After all, aren’t these businesses out here to make a profit? – and what is the quickest way to rake appreciable returns besides sharking loans to unsuspecting customers, and subject them to astronomical interest rates and while at it, ignore a bunch of financial regulations?
These are issues that have been raised by customers and industry insiders and regulators. The Central Bank of Kenya (CBK), for instance, has been under the spotlight for failing to recognize this problem in time. In its defense, the CBK’s legal mandate to regulate mobile loan apps is trivial at best, and the growth of these services has surpassed the speed at which regulations are designed to manage a fairly infant market.
However, all is not bleak because towards the end of 2018, the institution started lobbying for tougher policing of digital lenders based on the National Payment Systems Act. At that time, the CBK revealed that up to more 6.5 million Kenyans were using online loan apps, and used those funds to feed their addiction to another ‘vice’ – betting.
In the spirit of regulating the market, twelve lending apps have since joined what is called the Digital Lenders Association of Kenya (DLAK). The institution, whose members include the likes of Tala and Alternative Circle’s Shika app (other popular companies such as Branch and Okash are suspiciously missing) has been busy in the last couple of days, following an announcement by the CBK that it was doubling down on online lenders to adhere to some housekeeping rules.
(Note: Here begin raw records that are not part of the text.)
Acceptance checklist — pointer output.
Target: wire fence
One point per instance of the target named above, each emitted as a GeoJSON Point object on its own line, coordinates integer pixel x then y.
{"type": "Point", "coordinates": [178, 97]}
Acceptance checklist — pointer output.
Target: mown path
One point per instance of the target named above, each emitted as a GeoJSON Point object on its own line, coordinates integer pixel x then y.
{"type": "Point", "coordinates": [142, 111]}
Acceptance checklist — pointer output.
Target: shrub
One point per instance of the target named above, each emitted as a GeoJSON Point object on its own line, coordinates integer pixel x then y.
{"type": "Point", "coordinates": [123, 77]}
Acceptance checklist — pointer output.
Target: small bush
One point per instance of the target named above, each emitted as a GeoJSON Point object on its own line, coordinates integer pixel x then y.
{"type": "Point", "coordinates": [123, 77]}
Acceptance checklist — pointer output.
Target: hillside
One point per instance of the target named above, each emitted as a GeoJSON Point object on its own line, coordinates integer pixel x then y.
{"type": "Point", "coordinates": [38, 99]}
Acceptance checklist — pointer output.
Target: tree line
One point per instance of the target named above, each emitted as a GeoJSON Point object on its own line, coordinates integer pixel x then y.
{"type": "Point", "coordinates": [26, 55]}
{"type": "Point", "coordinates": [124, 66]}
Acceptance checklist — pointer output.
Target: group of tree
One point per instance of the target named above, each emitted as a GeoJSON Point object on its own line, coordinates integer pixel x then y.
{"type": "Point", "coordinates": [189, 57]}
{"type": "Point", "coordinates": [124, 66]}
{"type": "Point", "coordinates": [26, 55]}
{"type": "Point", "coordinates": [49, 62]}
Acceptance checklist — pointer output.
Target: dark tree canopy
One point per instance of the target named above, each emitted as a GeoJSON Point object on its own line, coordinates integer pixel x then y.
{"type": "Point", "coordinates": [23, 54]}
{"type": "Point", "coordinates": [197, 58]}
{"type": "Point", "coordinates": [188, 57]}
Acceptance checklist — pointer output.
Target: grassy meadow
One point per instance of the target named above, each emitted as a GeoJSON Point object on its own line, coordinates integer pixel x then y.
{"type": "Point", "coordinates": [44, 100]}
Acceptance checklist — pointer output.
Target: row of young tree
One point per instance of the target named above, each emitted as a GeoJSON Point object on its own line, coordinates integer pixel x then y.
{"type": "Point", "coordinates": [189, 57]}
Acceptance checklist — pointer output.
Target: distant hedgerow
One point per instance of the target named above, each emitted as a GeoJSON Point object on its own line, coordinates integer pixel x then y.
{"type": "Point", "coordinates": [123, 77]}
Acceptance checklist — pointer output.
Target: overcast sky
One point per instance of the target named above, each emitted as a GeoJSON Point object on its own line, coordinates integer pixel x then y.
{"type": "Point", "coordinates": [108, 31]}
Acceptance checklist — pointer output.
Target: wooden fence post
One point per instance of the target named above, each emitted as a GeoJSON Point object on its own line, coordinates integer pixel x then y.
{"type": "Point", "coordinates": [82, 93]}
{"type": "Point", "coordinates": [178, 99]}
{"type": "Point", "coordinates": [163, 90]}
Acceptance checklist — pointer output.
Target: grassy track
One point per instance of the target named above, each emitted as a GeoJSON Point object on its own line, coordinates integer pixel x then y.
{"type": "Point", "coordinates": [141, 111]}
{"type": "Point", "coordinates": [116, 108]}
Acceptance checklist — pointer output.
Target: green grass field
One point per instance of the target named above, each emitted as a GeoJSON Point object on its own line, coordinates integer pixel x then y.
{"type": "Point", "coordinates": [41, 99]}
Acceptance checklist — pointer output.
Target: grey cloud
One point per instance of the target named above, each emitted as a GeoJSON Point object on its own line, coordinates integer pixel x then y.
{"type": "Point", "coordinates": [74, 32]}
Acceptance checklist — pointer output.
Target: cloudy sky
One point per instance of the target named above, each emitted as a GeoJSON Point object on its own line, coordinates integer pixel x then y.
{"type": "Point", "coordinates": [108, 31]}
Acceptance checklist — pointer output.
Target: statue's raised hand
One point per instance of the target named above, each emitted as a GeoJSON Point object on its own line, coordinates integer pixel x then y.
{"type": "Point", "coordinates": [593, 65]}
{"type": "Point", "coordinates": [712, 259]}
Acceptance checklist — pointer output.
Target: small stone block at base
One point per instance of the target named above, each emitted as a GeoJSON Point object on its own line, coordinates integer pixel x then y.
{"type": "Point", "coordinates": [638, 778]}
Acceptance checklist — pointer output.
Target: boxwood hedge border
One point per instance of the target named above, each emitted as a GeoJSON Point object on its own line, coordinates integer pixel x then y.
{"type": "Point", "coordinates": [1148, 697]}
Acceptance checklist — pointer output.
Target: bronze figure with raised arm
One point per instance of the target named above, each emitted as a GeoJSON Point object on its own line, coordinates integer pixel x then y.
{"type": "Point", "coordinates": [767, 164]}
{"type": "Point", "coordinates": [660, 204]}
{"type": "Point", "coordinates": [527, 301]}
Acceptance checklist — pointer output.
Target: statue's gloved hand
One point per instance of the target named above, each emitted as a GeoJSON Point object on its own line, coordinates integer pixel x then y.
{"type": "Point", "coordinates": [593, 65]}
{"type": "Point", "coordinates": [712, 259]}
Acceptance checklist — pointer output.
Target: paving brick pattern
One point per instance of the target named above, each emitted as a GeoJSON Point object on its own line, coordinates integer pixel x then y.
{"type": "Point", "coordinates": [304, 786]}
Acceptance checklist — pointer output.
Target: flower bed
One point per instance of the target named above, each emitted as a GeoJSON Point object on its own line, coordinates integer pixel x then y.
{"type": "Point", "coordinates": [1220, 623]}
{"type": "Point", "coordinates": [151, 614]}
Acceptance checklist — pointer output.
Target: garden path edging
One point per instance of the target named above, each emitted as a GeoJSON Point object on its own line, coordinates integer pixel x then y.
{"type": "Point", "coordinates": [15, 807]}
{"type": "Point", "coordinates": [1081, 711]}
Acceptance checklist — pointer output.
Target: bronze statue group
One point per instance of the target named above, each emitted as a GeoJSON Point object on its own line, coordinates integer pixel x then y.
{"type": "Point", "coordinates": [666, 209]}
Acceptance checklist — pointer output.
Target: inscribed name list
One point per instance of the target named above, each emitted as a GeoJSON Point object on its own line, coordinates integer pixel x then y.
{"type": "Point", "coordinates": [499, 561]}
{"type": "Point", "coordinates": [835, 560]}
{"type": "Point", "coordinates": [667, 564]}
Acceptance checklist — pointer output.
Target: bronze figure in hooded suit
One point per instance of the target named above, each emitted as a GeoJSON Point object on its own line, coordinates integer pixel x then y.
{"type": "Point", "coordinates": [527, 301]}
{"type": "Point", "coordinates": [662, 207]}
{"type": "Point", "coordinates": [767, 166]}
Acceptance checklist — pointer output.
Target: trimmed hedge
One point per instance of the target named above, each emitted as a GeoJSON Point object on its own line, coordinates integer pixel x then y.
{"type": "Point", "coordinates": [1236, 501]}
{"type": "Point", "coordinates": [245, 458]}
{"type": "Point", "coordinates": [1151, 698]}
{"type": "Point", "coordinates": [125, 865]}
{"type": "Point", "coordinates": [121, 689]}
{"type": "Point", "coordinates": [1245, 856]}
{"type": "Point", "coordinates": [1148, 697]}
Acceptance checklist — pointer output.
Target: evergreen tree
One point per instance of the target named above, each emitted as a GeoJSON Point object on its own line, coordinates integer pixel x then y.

To begin with, DLAK proposes that people who have more than loan app in their smart devices should not access loans. This suggestion is outrageous as it sounds, will likely be shot down because it will put small players out of business.
Kenyans with more than one mobile lending App would unlikely access loans from multiple lenders if a proposal by Digital Lenders Association of Kenya (DLAK) sails through. pic.twitter.com/w9fmRA7AQJ
— Metropol TV Kenya (@MetropolTVKE) June 28, 2019
Secondly, and this has already been signed, is a code of conduct that will limit initial loans to KES 4000 for customers who have no borrowing history. These groups include people who have probably never accessed online loans before – although we are skeptical, they can get access to that amount considering limits are based on transactions and repayments histories.
DLAK is also proposing an in-app access of digital borrowing patterns to customers. The information is often used by lenders to determine loan limits.
There is a clause that promises to seal any data privacy abuses. The promise is entirely dependent on the progression or lack thereof of two data protection bills at the Senate and Parliament.
DLAK’s code of conduct is being examined and edited as of this writing. The organization says it will communicate its decision in two months’ time when we assume the proposal will be signed to catapult the space into a more organized ecosystem.